Соображения подобного рода убедили Мао применить ту же стратегию, какую использовали правители Китая в 1593 году против вторгшихся японских войск, которыми руководил Тоетоми Хидэеси. Вести войну со сверхдержавой было делом крайне непростым и внушающим немалые опасения; по меньшей мере два китайских фельдмаршала отказались командовать частями, которым суждено было выступить против американских войск. Но Мао был настойчив, и неожиданное наступление китайцев отбросило американские войска от реки Ялуцзян.

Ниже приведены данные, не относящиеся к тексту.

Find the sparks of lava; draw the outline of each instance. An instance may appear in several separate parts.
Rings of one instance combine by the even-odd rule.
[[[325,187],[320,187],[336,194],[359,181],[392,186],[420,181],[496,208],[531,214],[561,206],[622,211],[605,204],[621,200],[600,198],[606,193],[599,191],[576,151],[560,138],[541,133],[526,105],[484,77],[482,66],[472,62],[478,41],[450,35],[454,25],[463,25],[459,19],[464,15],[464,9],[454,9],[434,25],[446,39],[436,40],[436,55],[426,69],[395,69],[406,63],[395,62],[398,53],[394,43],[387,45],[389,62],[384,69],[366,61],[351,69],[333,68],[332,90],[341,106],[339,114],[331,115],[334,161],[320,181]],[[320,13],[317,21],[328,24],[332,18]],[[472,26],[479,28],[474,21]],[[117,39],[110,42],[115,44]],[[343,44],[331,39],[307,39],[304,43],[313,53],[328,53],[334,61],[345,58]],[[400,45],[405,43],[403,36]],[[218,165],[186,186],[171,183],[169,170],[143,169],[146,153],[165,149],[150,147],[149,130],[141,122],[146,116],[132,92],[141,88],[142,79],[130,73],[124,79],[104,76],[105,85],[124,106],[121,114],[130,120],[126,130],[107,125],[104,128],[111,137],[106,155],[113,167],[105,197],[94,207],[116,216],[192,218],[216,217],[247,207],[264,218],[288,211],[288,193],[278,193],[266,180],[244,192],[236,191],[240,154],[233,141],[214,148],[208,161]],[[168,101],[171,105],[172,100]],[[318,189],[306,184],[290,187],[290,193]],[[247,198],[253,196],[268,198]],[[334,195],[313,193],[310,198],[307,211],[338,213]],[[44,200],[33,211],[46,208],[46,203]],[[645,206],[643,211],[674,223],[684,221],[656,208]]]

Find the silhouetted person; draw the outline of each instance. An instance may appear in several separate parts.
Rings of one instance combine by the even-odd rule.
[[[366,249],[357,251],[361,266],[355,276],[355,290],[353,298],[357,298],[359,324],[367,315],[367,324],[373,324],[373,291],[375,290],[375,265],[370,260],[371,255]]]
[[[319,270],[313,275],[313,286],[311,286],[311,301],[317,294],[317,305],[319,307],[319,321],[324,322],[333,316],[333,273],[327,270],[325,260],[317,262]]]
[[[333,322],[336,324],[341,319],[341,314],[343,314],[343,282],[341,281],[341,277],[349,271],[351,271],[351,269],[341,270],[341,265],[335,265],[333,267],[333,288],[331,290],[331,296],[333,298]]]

Однако теперь, после вмешательства Китая, какой стала цель войны и какой стратегической линии нужно было придерживаться ради ее достижения? Эти вопросы породили оживленные споры в Америке, что предвещало гораздо более острые противоречия, вскрывшиеся в последующие десятилетия в случаях войн с участием США. (Отличие состояло в том, что, в противоположность противникам войны во Вьетнаме, критики войны в Корее обвиняли администрацию Трумэна в недостаточном использовании силы; им нужна была победа, а не вывод войск.)

Достоянием общественности стали разногласия между командующим американскими войсками в Корее и администрацией Трумэна, которую поддерживал Объединенный комитет начальников штабов. Макартур упрямо держался традиционной точки зрения, утверждая, что по своей сути идущая война ничем не отличается от прочих боевых действий с участием США: целью войны является победа, и достигнута она должна быть с применением всех необходимых средств, включая авиационные удары по самому Китаю; патовая ситуация означает стратегический провал; коммунистической агрессии нужно дать отпор там, где она имеет место, а именно в Азии; американский военный потенциал требуется использовать во всем необходимом объеме, а не беречь для гипотетического «непредвиденного случая» в географически отдаленных регионах, например, в Западной Европе.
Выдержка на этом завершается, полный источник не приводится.